Come ho già avuto modo di osservare in altre occasioni, su MF/Milano Finanza trovano ospitalità gli articoli di alcuni autori che potrebbero costituire la brigata Savona. Come era logico attendersi, i commenti al documento (da me criticato il giorno dopo la sua pubblicazione) scritto da Paolo Savona, che vorrebbe ridare slancio alla politica fiscale ponendo di fatto politica monetaria al suo servizio, oltre a smaltire l’eccesso di debito mediante denaro fornito dalla BCE a lunghissimo termine e a tassi non di mercato, sono stati entusiasti.
Mentre Savona, pur non scrivendolo, lasciava intendere che aveva nostalgia del periodo precedente il divorzio tra Tesoro e Banca d’Italia avvenuto nel 1981, Guido Salerno Aletta non usa mezzi termini: “C’è poco da fare: il problema non sono tanto i vincoli parametrici al deficit ed al debito pubblico, quanto l’impotenza degli Stati rispetto al mercato. Per rimediare, bisognerebbe tornare indietro, al regime che vigeva prima del divorzio tra Tesoro e Banca d’Italia, quando i tassi di interesse sui titoli erano fissati dal primo e la seconda procedeva immediatamente all’assorbimento dell’inoptato dal mercato”.

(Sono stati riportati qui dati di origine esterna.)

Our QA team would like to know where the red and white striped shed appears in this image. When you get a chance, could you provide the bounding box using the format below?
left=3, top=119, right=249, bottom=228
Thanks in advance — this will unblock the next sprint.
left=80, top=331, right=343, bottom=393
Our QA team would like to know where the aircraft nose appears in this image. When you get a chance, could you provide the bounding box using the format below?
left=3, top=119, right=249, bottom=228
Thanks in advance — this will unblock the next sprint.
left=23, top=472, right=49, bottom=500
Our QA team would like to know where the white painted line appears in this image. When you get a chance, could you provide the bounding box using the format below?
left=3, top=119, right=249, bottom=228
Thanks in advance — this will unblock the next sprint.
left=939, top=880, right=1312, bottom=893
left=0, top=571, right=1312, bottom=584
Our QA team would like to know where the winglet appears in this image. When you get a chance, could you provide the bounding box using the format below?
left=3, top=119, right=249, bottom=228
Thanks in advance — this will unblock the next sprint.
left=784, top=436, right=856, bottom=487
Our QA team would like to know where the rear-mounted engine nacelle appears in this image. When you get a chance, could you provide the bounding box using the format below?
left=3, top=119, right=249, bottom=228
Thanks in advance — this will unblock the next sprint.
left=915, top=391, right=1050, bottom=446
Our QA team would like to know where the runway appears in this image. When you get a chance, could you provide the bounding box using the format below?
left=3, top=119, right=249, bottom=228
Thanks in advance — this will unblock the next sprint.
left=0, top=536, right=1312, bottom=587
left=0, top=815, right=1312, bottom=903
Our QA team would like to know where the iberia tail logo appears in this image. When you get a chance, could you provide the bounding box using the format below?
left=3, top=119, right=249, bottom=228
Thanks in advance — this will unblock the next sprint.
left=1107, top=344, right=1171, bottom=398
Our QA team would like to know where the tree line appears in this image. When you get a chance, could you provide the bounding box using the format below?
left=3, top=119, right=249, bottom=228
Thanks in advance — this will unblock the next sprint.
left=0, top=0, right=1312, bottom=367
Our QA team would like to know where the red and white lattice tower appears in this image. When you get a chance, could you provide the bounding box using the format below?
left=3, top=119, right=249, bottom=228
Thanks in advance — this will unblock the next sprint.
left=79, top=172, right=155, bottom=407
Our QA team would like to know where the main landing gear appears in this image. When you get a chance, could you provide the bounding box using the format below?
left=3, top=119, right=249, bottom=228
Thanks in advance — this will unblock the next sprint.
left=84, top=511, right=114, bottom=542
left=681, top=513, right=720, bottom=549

Questi signori, afflitti da quella che si potrebbe definire sindrome di Calimero, continuano a ripetere che qualcuno congiura contro l’Italia, senza rendersi conto che ci sono altri 18 Paesi che adottano l’euro, e generalmente tanto più hanno il bilancio scassato, quanto più pagano di interessi per indebitarsi.
Per di più, i nostalgici dell’epoca pre-divorzio non completano mai il quadro. Ovviamente, essendo alquanto irrealistico giungere a un assetto del genere a livello di area euro, il primo passaggio dovrebbe consistere nell’uscita dell’Italia dalla moneta unica e dalla Ue. Passaggio dalle conseguenze imprevedibili, ma che renderebbe necessaria l’imposizione di rigidi vincoli all’uscita di capitali dall’Italia (ovviamente quelli dei pagatori di tasse italiani), oltre all’obbligo per banche e investitori istituzionali italiani di assorbire una quota di emissioni di titoli di Stato, altrimenti l’inoptato rischierebbe di corrispondere all’intero importo di volta in volta messo in collocamento.
Se poi ci fossero scenari turchi, pazienza. La (ri)conquista della sovranità non è un pranzo di gala, parafrasando uno che voleva fare grande il suo Paese e che di grande fece solo morti e miseria.